Effect of Calcium Hydroxide on the Fracture Resistance of Dentin

Evan R Whitbeck 1, George D Quinn 2, Janet B Quinn 2
PMCID: PMC4550332  PMID: 26989596

Abstract

An increased incidence of fracture has been reported in teeth where root canals were treated with calcium hydroxide. Edge chipping is one test used to measure the resistance of brittle materials to fracture. Presently, no studies have reported on edge chipping in teeth. This study evaluated the fracture resistance of human dentin exposed to calcium hydroxide for up to 60 days using the edge chipping method. Twelve recently extracted teeth were divided into a control group and three experimental groups with varying calcium hydroxide exposures. All teeth underwent pulpectomy via standard protocol. It was expected that the edge chip resistance would decrease as a function of exposure, but the results showed the converse. Chip resistance may reflect both the fracture resistance and the hardness of dentin, a quasi brittle material.

Keywords: calcium hydroxide, edge chipping, fracture resistance, human dentin, pulpectomy, teeth

1. Introduction

Calcium hydroxide has been used for many years in dentistry. Indications for its use include pulp capping to induce dentin bridge formation [1, 2, 3], fostering apical closure of permanent teeth [1, 2, 4, 5, 6], promoting resolution of periapical and resorptive lesions [3, 4, 7, 8] and as an inter-appointment disinfectant in the root canal space [3, 6, 8, 9, 10]. While research has not yet determined the exact mechanism of action, several theories have been proposed [1, 7, 8, 9, 10, 11, 12, 13, 14, 15]. Diffusion of hydroxide ions through dentinal tubules can elevate dentinal pH to as high as 11 in some locations and may contribute to several of its anticipated actions via DNA damage or protein denaturation. Dissolution of necrotic material, neutralization of acid and remineralization of tooth structure via release of calcium ions may also contribute to the beneficial effects of calcium hydroxide.

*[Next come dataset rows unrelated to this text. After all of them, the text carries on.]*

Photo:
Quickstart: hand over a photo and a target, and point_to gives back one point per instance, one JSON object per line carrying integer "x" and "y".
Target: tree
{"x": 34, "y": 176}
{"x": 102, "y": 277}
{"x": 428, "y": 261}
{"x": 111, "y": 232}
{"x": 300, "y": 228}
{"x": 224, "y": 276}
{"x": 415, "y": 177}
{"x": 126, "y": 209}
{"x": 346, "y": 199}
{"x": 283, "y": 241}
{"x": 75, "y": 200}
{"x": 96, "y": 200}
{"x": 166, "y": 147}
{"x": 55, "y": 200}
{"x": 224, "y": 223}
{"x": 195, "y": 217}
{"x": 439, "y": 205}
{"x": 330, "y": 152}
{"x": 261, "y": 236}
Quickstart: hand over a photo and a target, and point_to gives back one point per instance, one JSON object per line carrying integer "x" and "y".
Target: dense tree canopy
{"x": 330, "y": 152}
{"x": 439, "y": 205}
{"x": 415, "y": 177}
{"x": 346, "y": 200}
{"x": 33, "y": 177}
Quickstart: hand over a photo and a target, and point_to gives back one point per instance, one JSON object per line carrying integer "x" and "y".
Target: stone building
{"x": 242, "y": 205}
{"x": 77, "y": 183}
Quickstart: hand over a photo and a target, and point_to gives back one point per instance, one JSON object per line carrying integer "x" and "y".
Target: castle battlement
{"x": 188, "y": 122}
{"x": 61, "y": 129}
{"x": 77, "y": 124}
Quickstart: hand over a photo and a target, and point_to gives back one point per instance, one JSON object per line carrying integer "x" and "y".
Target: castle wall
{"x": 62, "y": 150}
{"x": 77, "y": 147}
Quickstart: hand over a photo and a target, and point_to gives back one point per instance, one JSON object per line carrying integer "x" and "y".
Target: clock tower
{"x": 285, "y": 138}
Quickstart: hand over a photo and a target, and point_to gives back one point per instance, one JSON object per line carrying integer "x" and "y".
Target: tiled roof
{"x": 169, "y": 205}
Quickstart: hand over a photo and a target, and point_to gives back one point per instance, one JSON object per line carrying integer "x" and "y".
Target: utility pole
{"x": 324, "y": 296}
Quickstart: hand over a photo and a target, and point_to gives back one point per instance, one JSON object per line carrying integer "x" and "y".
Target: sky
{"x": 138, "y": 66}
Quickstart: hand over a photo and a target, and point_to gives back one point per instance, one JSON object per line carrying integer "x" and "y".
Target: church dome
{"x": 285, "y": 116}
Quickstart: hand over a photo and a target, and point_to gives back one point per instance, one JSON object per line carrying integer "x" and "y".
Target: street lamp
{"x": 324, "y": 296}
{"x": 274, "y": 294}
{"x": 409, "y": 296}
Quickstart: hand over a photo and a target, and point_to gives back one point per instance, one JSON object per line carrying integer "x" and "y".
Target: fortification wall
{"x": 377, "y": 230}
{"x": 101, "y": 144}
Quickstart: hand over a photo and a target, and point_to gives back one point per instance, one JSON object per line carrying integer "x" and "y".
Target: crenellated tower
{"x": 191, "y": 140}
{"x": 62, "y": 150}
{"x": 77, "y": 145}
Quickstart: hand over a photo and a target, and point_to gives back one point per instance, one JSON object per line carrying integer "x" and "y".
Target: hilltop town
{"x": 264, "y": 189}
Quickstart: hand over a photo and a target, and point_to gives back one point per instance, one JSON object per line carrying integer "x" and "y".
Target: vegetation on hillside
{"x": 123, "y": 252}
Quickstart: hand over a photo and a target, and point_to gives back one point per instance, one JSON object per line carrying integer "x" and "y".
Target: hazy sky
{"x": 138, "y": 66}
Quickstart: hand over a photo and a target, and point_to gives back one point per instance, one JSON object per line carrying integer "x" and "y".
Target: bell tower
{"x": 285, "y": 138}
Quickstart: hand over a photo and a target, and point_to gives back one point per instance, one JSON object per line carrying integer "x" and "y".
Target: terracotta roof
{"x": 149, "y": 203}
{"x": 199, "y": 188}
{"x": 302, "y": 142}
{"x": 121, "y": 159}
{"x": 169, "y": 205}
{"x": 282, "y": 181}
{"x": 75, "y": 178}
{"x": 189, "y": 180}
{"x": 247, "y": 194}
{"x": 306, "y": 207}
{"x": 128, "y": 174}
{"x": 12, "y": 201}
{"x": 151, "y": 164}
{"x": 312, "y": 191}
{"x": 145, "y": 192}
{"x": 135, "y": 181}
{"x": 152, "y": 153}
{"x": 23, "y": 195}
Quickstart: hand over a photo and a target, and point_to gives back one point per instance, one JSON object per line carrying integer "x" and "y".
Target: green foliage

Despite these clinical successes, reports have surfaced correlating intracanal placement of calcium hydroxide with an increased incidence of tooth fracture, especially in teeth treated prior to full apical closure [24]. Researchers have suggested that increased pH alters the strength of the bond between hydroxyapatite and collagen fibrils, induces conformational change in proteoglycan molecules and exerts a proteolytic effect via increased matrix metalloproteinase activity [14, 16, 17]. The exact mechanism by which teeth become more susceptible to fracture is not known with certainty, but may be a combination of these.

A number of investigators have attempted to demonstrate this trend [8, 14, 15, 16, 17,]. These groups, while trying to replicate in vivo conditions with whole teeth, introduced significant experimental uncertainty through variations in tooth size, dentin thickness or anatomical defects. Others studied fracture strength [9, 10], but attempted to control experimental variables by preparing standardized specimens. Dentin cylinders or bars milled from bovine or human teeth respectively, were treated with calcium hydroxide and subjected to compressive or shear forces. The latter groups treated prepared test specimens with calcium hydroxide, a methodology bearing little resemblance to everyday clinical practice.

Doyon et al. [3] used an experimental protocol that most resembles clinical procedures. They treated teeth in anatomical form using hand and rotary instrumentation, placed calcium hydroxide and sectioned the roots into disk-shaped specimens which were then compressed with a punch until compressive fracture occurred.

While strength test outcomes may be meaningful, their value may vary with testing methodology. Fracture toughness, or the resistance to crack propagation, is a more inherent property of materials and a better measurement for comparing resistance to fracture [18, 19]. No studies were located that examined the effect of calcium hydroxide on the fracture toughness of dentin.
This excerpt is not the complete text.